Question

1.1 mole of A mixed with 2.2 mole of B and the mixture is kept in a 1 litre flask at equilibrium. The reaction is $A + 2B \rightleftharpoons 2C + D$. At equilibrium, 0.2 mole of C is formed.
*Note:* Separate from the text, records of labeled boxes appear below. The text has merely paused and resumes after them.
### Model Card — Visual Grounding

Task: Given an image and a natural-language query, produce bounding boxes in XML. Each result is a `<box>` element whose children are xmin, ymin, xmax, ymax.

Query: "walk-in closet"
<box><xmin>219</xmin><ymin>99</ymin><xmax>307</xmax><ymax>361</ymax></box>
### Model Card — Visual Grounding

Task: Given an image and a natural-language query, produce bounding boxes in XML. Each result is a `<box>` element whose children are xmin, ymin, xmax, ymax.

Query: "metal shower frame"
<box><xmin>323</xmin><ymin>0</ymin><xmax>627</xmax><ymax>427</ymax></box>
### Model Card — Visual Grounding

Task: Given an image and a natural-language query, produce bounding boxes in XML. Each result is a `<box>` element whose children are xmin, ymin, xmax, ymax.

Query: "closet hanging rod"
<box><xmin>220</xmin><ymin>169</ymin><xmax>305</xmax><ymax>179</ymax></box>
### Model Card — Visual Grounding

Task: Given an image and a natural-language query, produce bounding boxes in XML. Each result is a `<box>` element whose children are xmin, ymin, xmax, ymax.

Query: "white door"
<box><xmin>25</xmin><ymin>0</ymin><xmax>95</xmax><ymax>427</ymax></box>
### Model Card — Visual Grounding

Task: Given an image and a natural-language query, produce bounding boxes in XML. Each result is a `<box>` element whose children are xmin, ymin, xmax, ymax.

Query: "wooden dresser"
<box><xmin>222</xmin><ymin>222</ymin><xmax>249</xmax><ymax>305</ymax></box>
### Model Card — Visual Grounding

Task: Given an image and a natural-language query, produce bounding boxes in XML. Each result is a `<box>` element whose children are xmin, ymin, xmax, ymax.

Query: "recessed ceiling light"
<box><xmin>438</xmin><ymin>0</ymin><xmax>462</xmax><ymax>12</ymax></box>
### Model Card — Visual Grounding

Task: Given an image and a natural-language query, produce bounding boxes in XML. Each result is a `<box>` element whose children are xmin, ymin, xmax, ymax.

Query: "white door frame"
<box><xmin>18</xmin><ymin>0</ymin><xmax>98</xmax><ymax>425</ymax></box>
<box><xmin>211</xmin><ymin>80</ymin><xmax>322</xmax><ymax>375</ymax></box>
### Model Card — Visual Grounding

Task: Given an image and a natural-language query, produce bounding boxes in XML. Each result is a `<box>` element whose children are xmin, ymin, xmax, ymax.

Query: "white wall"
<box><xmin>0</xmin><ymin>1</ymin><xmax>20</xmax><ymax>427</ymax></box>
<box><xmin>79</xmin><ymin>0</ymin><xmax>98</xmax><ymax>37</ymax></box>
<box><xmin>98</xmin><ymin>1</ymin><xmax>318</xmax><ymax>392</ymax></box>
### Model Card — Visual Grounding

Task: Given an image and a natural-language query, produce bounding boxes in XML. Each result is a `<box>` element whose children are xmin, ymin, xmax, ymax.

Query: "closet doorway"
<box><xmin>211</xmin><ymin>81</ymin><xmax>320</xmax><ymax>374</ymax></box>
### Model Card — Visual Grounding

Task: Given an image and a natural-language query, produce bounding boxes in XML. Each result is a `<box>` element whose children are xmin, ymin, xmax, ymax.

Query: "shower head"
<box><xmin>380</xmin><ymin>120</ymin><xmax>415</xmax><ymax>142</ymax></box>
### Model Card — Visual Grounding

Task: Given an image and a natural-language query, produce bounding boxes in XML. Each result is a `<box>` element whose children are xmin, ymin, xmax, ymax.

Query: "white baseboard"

Calculate the value of $(2000 \times K_c)$.

Answer 1

2

Answer 2

The reaction is $A + 2B \rightleftharpoons 2C + D$. Initial concentrations: $[A]_0 = 1.1$ M, $[B]_0 = 2.2$ M, $[C]_0 = 0$ M, $[D]_0 = 0$ M. At equilibrium, $[C]_{eq} = 0.2$ M. Using an ICE table, we find that $2x = [C]_{eq} = 0.2$ M, so $x = 0.1$ M. Equilibrium concentrations: $[A]_{eq} = 1.1 - x = 1.0$ M $[B]_{eq} = 2.2 - 2x = 2.0$ M $[C]_{eq} = 2x = 0.2$ M $[D]_{eq} = x = 0.1$ M The equilibrium constant $K_c$ is: $K_c = \frac{[C]_{eq}^2 [D]_{eq}}{[A]_{eq} [B]_{eq}^2} = \frac{(0.2)^2 (0.1)}{(1.0) (2.0)^2} = \frac{(0.04)(0.1)}{(1.0)(4.0)} = \frac{0.004}{4.0} = 0.001$. The value of $2000 \times K_c = 2000 \times 0.001 = 2$.